Finally, any given grade of flour in the American south tends to be half to one grade softer than the same grade flour in the rest of the U.S. So, if you're living and buying flour in Huntsville, Alabama, and following a recipe written in California, it pays to know what you're using.

Hope this answers,

BDL


----------



## siduri (Aug 13, 2006)

Thanks BDL, as always _esauriente_

However the _farina di grano duro_ (Hard wheat flour) here is yellow. While what they call "Manitoba" is off-white like regular all purpose. _Pane di grano duro_ like Altamura (named after the town in Puglia where they make it) is yellow bread. It has a softer texture than the regular white bread you find.

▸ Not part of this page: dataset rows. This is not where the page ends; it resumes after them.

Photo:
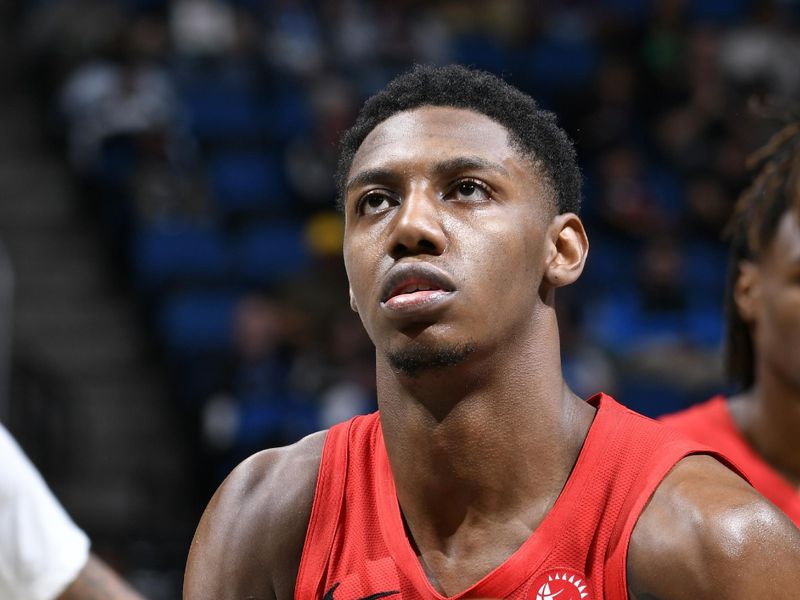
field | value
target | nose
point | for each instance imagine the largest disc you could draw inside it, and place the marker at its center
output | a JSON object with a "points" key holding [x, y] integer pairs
{"points": [[417, 227]]}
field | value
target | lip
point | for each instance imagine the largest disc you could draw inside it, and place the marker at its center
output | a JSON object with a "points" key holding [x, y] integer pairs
{"points": [[415, 288]]}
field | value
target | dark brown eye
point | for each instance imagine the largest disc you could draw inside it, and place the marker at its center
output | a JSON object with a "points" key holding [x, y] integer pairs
{"points": [[467, 188], [373, 203]]}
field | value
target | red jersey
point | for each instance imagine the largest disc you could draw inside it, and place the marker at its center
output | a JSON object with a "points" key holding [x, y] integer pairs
{"points": [[711, 423], [356, 547]]}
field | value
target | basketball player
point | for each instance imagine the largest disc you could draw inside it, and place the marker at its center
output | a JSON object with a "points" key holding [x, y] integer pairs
{"points": [[43, 554], [759, 429], [482, 475]]}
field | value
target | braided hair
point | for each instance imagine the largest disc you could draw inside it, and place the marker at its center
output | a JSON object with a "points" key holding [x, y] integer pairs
{"points": [[756, 216]]}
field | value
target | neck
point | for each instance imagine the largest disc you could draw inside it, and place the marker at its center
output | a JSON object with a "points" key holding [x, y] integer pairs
{"points": [[456, 437], [769, 417]]}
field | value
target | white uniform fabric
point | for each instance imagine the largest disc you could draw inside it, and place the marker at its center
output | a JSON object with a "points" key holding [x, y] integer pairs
{"points": [[41, 549]]}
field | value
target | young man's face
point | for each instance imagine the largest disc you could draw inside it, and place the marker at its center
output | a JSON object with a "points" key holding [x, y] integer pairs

I also have heard or read that 00 flour here is actually used for breadmaking in commercial bakeries. Being wheat flour, in any case it has enough gluten to rise well.

This Manitoba is a new arrival on the supermarket shelves - probably more italians are making bread at home now - something that used to be unheard of. (My grandmother never made bread in her tiny town in Italy - nobody had an oven and she and the other women would have to reserve a time if they wanted to bake their christmas cakes. Otherwise they bought their bread.)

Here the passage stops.